Dou por mim a assistir aos noticiários em jeito de novela e à espera dos próximos capítulos, sabendo que nunca como agora as palavras de Lampedusa foram tão certeiras: é preciso que as coisas mudem para que tudo fique na mesma. Se é inegável que vivemos substancialmente melhor do que há décadas atrás, a questão que deve ser colocada é se se podia ter feito melhor e se não estamos a viver numa aparência de modernidade que, depois, se esboroa quando chocamos com a realidade.

Em 2017, o PS aprovou alterações legislativas sobre a temática do assédio, comprometendo-se a regulamentar a questão das consequências à exposição a este fenómeno nos 90 dias subsequentes. Até hoje, não houve tempo para resolver a situação dos milhares de trabalhadores sujeitos ao assédio.

Em 2019, o mesmo PS fez aprovar alterações ao regime dos contratos a termo, propondo uma taxa especial de segurança social para as empresas mais utilizadoras deste tipo de vínculo. Até hoje, não houve tempo para o fazer.

Podia abrir-se aqui uma excepção relativa a 2018, altura em que entrou em vigor um novo regime sobre a transmissão de estabelecimento e a protecção do direito dos trabalhadores, legislação esta que teve efeitos automáticos. Tudo certíssimo, não fosse o facto de ter sido prometida aos funcionários da então PT, aos quais nunca se pode aplicar.

Em 2022, de novo o PS, imediatamente a seguir a ter chumbado uma proposta sobre as licenças menstruais (sobre as quais não tenho opinião formada, em especial quanto à sua aptidão para proteger as requerentes), anunciou a criação de um Grupo de Trabalho (o qual, espero, ao menos conte com mulheres na sua composição para disfarçar o embuste) que, segundo dizem, vai estudar as consequências de ciclos que existem ao mesmo tempo que a humanidade.

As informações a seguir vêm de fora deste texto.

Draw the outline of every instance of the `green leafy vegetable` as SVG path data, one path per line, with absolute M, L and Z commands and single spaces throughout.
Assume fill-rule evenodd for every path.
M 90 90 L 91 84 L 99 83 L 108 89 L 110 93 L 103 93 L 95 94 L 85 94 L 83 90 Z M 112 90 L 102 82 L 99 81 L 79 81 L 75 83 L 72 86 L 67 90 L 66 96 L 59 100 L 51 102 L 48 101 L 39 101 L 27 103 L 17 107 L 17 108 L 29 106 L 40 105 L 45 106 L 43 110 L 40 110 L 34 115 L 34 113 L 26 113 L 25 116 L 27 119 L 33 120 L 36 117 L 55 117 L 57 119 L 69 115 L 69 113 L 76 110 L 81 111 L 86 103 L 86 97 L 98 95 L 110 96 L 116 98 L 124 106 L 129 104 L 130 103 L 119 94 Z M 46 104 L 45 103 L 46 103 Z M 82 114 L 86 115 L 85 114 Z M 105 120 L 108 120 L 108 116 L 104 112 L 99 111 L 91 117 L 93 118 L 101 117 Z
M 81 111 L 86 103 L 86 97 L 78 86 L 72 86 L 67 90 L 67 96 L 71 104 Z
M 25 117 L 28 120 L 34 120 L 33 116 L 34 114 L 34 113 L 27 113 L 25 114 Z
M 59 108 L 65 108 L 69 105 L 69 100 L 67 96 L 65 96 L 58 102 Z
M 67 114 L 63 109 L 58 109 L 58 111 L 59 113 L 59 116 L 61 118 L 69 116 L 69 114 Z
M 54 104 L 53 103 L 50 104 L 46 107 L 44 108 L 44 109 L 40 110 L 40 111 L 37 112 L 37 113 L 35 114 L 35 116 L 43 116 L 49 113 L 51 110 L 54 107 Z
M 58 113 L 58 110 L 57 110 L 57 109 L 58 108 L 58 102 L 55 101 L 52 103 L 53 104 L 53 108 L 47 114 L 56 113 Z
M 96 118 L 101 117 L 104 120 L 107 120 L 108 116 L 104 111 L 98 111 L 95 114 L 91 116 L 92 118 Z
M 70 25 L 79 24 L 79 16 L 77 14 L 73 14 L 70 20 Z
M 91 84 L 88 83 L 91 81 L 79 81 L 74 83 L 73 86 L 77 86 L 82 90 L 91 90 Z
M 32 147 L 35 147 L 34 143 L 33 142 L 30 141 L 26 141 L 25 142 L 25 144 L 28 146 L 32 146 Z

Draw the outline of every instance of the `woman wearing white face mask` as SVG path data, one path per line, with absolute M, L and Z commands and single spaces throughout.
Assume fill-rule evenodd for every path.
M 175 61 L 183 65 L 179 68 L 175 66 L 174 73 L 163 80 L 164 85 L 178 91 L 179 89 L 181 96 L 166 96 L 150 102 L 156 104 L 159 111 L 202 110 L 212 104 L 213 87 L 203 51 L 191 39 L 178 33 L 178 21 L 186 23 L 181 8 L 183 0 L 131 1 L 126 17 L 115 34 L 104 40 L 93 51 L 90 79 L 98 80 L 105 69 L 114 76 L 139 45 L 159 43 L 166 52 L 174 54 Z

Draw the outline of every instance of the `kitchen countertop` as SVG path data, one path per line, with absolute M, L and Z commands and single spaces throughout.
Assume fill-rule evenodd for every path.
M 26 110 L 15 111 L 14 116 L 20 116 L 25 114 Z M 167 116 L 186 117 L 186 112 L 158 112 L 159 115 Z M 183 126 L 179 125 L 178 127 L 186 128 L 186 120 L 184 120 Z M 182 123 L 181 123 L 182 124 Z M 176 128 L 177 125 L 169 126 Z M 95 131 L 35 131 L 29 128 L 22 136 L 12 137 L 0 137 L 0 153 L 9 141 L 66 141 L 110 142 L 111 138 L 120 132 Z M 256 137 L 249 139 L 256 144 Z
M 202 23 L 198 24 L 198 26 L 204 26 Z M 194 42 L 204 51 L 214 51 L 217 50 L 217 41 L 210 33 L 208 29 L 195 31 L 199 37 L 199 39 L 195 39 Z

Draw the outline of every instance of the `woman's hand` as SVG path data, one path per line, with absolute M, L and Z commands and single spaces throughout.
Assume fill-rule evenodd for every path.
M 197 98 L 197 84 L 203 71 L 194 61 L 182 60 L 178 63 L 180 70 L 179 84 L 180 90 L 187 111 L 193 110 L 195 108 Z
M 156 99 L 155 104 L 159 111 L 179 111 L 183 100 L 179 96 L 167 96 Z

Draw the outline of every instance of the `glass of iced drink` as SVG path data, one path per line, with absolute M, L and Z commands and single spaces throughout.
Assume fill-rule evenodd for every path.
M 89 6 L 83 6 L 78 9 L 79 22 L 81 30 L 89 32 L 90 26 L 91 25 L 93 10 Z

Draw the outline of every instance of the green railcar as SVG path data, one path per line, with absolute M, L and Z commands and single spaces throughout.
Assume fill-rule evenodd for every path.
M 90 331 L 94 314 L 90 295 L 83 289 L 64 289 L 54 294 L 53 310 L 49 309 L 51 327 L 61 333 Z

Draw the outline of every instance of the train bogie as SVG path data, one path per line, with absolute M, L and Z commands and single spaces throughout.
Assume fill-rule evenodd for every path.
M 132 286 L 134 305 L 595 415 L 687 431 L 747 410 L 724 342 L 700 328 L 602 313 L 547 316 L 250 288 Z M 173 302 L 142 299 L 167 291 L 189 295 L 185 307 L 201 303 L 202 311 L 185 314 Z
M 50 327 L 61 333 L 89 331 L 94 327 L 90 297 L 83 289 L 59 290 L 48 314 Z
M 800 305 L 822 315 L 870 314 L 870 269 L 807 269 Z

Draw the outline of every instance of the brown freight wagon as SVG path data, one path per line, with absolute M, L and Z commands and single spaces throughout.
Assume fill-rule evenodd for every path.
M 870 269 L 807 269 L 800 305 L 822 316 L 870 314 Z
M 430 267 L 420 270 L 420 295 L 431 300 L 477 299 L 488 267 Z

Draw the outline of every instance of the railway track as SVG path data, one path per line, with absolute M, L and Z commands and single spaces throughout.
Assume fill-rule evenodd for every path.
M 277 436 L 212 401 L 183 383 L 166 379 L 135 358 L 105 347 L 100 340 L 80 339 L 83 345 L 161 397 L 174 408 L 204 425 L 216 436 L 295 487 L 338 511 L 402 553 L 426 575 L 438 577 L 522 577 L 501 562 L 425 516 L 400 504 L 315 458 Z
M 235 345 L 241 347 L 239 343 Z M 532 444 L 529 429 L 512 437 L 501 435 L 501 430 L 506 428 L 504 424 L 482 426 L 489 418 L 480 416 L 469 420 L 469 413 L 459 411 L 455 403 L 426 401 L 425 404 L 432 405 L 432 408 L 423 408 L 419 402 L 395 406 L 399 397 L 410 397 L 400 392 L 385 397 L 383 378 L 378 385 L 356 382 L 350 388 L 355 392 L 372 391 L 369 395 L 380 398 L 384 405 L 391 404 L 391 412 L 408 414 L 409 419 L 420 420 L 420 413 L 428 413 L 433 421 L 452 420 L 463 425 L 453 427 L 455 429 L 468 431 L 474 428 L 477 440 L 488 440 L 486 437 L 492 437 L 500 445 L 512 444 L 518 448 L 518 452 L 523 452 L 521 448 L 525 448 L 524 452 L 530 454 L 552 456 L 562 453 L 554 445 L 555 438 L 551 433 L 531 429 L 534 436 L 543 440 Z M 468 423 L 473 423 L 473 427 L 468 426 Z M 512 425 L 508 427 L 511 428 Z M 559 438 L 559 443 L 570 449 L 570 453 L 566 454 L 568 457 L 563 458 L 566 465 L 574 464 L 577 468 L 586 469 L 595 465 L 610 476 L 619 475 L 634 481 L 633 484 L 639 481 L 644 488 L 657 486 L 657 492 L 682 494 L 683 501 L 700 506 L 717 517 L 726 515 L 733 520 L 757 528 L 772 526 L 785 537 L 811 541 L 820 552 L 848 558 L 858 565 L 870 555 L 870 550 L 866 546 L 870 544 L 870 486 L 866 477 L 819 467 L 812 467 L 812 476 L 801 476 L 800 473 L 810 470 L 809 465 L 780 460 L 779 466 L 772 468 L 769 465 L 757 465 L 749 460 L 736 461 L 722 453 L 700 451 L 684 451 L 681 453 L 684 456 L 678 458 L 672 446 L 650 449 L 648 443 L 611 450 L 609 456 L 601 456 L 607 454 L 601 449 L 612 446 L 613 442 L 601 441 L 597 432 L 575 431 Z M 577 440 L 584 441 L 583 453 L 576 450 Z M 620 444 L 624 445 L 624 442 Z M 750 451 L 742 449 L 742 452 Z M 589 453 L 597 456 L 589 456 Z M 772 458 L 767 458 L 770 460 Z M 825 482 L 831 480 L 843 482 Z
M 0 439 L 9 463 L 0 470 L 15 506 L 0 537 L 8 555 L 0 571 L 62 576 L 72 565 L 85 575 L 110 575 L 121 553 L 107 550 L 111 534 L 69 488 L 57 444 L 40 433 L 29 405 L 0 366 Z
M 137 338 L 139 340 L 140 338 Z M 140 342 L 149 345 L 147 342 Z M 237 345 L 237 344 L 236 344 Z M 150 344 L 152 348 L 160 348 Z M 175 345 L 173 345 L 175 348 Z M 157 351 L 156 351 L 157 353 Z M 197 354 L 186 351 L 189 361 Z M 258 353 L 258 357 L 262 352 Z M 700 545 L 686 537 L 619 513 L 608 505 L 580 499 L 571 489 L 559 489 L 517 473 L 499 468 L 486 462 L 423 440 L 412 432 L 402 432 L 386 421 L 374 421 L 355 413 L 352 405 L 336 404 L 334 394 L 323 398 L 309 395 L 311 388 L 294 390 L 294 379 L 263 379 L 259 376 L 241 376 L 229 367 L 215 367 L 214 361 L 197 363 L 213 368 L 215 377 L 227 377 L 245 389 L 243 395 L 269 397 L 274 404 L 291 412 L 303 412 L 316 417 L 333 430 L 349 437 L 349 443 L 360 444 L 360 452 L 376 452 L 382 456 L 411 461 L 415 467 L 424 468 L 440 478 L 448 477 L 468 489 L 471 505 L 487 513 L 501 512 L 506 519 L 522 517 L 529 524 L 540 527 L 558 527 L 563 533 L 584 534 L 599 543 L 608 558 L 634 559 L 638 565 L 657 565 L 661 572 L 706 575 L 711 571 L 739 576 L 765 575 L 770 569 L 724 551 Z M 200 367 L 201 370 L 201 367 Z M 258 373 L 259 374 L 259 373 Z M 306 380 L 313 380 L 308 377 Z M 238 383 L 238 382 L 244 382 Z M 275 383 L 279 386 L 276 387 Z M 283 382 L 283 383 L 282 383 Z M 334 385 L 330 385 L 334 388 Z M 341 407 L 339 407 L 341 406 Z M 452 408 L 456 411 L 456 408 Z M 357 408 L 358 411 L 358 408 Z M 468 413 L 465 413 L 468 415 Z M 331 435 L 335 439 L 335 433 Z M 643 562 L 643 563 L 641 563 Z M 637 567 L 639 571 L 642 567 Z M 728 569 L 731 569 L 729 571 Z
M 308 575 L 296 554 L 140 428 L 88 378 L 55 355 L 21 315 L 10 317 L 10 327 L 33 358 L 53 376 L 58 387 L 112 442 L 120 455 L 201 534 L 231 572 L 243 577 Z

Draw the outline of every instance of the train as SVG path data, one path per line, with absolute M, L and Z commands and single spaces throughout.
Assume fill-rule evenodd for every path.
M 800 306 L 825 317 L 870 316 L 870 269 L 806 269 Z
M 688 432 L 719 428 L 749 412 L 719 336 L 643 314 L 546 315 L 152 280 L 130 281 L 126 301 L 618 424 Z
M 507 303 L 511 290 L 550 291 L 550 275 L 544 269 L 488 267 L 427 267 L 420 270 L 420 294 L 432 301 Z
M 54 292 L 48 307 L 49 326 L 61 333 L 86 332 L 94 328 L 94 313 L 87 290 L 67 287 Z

Todos sabíamos desde há muito que, neste país, quando não se quer fazer nada, o ideal era criar-se uma comissão que iria estudar o tema, à qual se seguiria outra, para fiscalizar o trabalho da primeira e assim sucessivamente. No que o PS é, também aqui, inovador é na produção de legislação que fica lindamente quando anunciada ao público e é usada para cativar votos, mas que nunca chega a entrar de facto em vigor porque os seus efeitos ficam sempre relegados para momento ulterior (o qual, como é óbvio, nunca chega).

O que estranho já nem é ninguém dizer nada sobre isto, porque estamos habituados a um calvário de agradecer esmolas e esquecer direitos. Aquilo que me parece mais surreal é ainda existir quem acredite que se procura realmente resolver os problemas e não estruturar um mero faz-de-conta. Por isso e em rigor, talvez se possa dizer que ser Português não é, apenas, primar por ser suave. Bastas vezes, para se ter algum sucesso neste país é preciso não ter coluna nem memória.

A autora escreve de acordo com a antiga ortografia.